Jordan Chrispell, clean energy organizer with Sierra Club’s Beyond Coal Campaign in West Michigan, said Consumers’ emissions reduction process has not been as thorough as it claims.
“Consumers Energy keeps saying, ‘We invested $1 billion in cleaning up our air pollution,’ but that was for sulfur oxides, and that’s not what this is,” she said. “Coal isn’t clean, so no matter what, they’re contributing to pollution that affects our health and environment.”
Carey said the Sierra Club is “incorrect” about the nature of Consumers’ investments into emissions controls.

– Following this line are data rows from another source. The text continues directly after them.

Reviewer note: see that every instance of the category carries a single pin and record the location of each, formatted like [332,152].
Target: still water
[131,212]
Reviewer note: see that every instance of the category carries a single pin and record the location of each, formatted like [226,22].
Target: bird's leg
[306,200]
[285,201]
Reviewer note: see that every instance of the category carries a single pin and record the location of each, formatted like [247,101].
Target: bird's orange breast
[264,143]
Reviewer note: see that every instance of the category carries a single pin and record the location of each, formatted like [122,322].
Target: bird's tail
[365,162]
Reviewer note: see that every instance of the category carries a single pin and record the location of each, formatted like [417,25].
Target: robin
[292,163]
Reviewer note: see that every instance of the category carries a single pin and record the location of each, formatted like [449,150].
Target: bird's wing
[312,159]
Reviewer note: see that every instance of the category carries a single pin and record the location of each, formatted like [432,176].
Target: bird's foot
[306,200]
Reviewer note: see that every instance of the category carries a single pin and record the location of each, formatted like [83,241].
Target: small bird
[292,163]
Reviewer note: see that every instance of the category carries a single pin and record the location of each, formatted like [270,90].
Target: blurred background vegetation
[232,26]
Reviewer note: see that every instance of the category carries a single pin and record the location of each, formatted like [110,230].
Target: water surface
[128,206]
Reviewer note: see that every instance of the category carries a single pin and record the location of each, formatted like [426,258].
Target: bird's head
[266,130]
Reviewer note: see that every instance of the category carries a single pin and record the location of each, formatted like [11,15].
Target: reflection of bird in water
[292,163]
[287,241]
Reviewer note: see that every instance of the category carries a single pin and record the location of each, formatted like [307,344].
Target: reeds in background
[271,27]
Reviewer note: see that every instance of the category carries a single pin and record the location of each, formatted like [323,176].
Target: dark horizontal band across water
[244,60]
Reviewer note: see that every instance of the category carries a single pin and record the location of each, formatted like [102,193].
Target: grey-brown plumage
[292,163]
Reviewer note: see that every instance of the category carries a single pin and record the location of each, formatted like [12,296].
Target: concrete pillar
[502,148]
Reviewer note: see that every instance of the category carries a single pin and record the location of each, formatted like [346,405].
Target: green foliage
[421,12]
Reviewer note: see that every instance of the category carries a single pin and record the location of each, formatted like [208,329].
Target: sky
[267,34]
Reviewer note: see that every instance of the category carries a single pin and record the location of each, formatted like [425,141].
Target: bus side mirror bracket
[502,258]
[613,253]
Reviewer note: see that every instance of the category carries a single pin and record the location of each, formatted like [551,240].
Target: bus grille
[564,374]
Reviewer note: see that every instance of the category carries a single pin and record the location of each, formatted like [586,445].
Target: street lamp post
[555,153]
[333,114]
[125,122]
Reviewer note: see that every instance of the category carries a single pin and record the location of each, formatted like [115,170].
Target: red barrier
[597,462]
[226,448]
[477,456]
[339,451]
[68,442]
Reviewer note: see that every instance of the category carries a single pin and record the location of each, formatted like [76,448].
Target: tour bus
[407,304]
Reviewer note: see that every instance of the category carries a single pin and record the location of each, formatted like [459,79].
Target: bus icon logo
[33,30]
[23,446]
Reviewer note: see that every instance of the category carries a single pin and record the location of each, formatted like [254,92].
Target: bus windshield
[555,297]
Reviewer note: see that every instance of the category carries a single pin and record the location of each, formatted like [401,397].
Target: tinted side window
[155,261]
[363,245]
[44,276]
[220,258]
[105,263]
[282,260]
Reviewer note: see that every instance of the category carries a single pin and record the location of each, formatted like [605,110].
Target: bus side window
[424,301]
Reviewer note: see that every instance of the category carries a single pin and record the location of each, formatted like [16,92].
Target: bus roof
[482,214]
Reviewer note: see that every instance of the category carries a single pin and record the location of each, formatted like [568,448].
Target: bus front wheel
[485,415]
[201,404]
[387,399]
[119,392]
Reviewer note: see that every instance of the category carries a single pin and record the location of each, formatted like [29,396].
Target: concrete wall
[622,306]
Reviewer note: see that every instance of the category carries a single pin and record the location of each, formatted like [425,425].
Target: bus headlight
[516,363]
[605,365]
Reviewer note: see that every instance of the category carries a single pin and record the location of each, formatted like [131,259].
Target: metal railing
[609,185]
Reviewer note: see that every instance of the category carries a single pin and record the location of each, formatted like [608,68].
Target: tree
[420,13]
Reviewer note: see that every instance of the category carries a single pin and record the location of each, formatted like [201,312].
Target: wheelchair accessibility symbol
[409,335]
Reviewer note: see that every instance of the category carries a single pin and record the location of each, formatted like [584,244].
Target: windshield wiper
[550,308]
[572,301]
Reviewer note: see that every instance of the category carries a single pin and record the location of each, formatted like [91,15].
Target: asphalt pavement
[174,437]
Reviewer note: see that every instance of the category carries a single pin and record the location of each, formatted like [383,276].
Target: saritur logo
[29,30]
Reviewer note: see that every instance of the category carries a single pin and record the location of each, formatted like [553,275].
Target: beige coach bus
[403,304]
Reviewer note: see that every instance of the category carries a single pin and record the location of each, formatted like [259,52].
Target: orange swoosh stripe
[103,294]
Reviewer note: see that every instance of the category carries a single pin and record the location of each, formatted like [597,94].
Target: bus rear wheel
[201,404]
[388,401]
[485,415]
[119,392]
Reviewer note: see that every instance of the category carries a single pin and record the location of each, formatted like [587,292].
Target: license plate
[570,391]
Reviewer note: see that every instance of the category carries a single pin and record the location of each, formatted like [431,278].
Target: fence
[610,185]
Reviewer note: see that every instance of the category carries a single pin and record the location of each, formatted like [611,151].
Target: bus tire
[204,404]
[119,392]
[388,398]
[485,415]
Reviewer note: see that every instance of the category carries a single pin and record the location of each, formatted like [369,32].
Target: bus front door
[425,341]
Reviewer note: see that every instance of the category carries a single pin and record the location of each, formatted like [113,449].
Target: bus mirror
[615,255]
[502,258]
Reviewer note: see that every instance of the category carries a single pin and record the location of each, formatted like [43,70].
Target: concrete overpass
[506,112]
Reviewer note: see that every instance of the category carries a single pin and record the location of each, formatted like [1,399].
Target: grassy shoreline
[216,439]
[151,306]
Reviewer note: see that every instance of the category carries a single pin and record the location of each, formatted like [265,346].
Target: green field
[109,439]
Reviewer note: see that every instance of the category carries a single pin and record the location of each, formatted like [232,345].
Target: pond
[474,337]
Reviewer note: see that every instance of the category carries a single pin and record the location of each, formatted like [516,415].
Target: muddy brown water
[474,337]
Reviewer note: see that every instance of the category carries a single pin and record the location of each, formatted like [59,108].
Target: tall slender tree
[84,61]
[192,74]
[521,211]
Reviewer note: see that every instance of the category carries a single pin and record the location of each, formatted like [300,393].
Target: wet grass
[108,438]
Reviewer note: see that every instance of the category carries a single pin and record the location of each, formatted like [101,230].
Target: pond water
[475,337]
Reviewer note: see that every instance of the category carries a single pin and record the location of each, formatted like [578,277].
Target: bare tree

“The $1-billion-dollar investment included controls for NOx that were installed on two of the three units within the last 10 years, significantly reducing our NOx emissions at that site,” she said. “Our VOC emissions at the site are so small that they do not require controls.”
She said all of that information was included with Consumers’ 2018 Integrated Resource Plan filing to the Michigan Public Service Commission, which is available on Consumers’ website.
According to the EPA, Consumers reduced its NOx emissions from 5,049 tons in 2014 to 3,020 in 2017.
Saxonhouse has filed a petition for review to the U.S. Court of Appeals for the D.C. Circuit. The next filing in the briefing process is due Sept. 7.
She expects the appellate court could take nine months to a year to reach a decision.